Re: [NUMA] Display and modify the memory policy of a process through /proc/<pid>/numa_policy

From: Paul Jackson <pj_at_sgi.com>
Date: 2005-07-17 18:17:02
Christoph wrote:
> Could you give me some more detail on how this should integrate with 
> cpusets? I am not aware of any thing that I would call "hard".

I can't speak to how "hard" it is, but what I have in mind is the
following lines from the mm/mempolicy.c get_nodes() routine:

        /* Update current mems_allowed */
        cpuset_update_current_mems_allowed();
        /* Ignore nodes not set in current->mems_allowed */
        cpuset_restrict_to_mems_allowed(nodes);

These lines insure that the current tasks mems_allowed is uptodate
with any constraints imposed by the tasks cpuset, and then they
restrict the nodes to that mems_allowed.

Offhand, I do not know a safe way to update a tasks mems_allowed
from its cpuset, except within the tasks context.  This is why
'mems_generation' and cpuset_update_current_mems_allowed() exist.
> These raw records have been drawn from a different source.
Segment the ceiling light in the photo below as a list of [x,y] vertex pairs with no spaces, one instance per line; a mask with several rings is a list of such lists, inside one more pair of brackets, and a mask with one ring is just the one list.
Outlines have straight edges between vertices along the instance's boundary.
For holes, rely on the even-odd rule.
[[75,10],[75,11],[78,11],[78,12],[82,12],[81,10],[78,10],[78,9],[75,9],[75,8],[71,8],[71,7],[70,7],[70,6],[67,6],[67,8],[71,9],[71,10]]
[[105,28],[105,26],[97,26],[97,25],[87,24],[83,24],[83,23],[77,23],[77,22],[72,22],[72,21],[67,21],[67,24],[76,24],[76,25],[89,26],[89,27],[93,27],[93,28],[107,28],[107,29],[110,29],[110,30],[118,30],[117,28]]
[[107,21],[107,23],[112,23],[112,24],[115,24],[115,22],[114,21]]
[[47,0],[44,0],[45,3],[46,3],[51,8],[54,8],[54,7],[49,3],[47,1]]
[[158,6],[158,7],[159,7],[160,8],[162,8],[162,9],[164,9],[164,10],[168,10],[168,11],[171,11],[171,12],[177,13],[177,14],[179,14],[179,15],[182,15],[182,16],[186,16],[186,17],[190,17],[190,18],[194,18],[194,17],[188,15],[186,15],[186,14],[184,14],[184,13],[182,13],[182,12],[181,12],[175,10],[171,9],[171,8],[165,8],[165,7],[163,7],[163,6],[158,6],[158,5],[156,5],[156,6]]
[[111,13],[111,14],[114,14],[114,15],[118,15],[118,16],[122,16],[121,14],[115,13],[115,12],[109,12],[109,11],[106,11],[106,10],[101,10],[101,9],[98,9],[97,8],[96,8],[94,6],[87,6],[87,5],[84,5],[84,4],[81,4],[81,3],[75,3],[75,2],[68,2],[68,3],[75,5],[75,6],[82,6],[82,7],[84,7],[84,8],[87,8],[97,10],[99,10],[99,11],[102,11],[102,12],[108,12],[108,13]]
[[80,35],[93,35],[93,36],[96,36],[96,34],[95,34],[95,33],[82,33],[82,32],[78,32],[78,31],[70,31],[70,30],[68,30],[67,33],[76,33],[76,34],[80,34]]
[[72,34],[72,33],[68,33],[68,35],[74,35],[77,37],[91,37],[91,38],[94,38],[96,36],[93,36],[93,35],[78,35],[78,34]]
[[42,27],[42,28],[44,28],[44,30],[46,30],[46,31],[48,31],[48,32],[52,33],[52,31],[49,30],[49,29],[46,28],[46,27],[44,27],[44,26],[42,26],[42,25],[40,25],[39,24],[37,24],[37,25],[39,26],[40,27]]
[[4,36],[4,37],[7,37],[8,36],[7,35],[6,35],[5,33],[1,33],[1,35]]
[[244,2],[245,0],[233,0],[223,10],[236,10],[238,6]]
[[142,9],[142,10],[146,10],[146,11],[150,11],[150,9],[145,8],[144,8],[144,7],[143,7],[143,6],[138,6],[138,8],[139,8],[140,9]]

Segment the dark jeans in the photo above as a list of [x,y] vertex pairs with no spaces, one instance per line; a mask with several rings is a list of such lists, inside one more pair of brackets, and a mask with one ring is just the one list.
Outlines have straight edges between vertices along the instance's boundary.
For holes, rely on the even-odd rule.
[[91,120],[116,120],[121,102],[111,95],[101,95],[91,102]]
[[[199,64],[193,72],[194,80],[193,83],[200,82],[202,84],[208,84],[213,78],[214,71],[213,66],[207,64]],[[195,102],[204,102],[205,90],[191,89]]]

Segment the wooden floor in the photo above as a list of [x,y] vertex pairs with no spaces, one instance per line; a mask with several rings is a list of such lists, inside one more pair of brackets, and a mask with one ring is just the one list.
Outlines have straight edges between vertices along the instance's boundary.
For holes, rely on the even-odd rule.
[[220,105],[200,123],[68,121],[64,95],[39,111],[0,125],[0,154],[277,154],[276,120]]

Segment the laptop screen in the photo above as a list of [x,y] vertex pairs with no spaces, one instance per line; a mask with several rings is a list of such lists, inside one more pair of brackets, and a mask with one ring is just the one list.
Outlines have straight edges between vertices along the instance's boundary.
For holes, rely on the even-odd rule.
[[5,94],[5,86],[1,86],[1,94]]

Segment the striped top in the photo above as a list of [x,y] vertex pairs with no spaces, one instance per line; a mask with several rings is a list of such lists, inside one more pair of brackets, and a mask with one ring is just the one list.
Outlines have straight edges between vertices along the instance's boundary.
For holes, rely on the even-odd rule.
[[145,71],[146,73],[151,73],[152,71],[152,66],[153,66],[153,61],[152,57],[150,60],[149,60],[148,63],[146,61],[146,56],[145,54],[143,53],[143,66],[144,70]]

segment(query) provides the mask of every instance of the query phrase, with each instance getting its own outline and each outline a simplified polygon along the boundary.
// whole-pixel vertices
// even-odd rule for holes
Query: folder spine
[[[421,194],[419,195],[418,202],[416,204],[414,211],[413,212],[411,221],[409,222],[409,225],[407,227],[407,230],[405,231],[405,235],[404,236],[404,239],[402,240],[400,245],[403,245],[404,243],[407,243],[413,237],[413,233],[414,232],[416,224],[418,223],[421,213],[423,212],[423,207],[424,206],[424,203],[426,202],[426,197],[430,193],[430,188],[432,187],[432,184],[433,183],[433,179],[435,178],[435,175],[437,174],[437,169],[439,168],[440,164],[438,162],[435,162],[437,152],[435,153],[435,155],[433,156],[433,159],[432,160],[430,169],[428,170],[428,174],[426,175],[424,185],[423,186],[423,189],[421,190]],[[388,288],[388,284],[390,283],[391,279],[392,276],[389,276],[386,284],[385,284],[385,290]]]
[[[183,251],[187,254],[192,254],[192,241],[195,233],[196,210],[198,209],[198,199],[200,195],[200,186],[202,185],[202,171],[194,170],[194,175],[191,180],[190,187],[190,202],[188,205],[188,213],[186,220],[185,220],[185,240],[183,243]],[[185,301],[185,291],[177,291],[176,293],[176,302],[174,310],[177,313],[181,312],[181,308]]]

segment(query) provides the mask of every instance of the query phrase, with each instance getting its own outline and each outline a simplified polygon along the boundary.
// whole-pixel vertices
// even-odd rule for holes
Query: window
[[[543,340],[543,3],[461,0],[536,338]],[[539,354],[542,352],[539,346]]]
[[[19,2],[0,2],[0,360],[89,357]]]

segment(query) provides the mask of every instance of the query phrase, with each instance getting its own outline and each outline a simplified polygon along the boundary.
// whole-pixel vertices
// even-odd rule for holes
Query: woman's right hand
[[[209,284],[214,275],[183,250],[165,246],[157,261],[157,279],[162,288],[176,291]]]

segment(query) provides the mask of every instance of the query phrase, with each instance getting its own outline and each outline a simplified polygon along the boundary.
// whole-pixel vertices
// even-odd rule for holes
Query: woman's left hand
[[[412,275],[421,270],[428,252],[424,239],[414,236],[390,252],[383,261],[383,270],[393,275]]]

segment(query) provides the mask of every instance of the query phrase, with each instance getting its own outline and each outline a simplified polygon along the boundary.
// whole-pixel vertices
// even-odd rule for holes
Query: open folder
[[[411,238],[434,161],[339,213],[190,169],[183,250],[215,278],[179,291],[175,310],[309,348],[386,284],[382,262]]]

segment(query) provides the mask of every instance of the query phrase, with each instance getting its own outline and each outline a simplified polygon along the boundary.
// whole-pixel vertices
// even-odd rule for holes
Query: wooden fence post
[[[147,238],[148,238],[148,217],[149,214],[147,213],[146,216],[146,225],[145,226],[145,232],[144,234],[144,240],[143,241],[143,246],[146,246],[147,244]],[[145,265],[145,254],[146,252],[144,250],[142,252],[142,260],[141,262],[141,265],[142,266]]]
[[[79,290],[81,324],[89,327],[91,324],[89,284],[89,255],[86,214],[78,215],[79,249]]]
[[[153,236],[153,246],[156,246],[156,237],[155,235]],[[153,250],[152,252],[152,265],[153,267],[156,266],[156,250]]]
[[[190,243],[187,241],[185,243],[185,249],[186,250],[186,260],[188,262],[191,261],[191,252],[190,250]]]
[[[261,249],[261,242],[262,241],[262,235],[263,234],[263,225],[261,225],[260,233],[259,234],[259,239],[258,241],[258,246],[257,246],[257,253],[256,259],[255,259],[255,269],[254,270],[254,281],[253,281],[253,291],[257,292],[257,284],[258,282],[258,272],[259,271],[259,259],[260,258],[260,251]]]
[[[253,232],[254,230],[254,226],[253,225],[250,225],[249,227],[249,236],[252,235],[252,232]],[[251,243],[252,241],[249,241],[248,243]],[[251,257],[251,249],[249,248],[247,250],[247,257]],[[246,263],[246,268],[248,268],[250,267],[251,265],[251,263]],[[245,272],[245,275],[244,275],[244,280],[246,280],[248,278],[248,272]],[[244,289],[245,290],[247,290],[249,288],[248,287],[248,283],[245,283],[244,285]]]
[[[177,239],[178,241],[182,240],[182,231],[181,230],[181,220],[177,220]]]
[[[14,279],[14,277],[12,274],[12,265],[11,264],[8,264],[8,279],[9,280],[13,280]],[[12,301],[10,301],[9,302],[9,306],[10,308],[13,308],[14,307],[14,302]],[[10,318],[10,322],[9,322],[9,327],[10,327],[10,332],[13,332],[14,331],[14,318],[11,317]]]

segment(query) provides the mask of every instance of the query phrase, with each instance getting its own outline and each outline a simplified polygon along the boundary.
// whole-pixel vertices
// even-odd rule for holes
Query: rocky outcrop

If you can find a way, more power to you.  I could simiply the
cpuset mems_generation apparatus if I had such a way.

The above get_nodes() routines is called by mbind() and set_mempolicy(),
when passing in a list of memory nodes as part of a memory policy.


> What do you mean by synchronously? 

Probably what Andi is referring to when he worries about locking.
If so, he certainly understands this better than I.

But for example, I notice that the check_range() routine is called
for mbind() requests.  The check_range() code does a bunch of poking
around in the current tasks vma structs.  How do you propose to allow
a separate task to do this safely?

Also, there are several derefences of the pointer 'current'. and to
further mm and vma state referenced via current, to pick up various
attributes of the current task and its memory.  Each one of these
has to be examined, I presume, in order to determine what accesses
can safely be done from an external task, and still obtain consistent
results.


> There is no transactional behavior that allows the changes of multiple
> items at once, nor is there any guarantee that the vma you are changing
> is still there after you have read /proc/<pid>/numa_maps. Why would
> such synchronicity be necessary?

I agree that such is not possible, present nor necessary.

I am worried about what happens within a single mbind or set_mempolicy
call attempted on an external task, not what happens between one such
call and the next.

Clearly the mm/mempolicy code for mbind and set_mempolicy was written
with the assumption that it applied to the current task, its mm
and vmas, and hence the current task was stuck inside this code.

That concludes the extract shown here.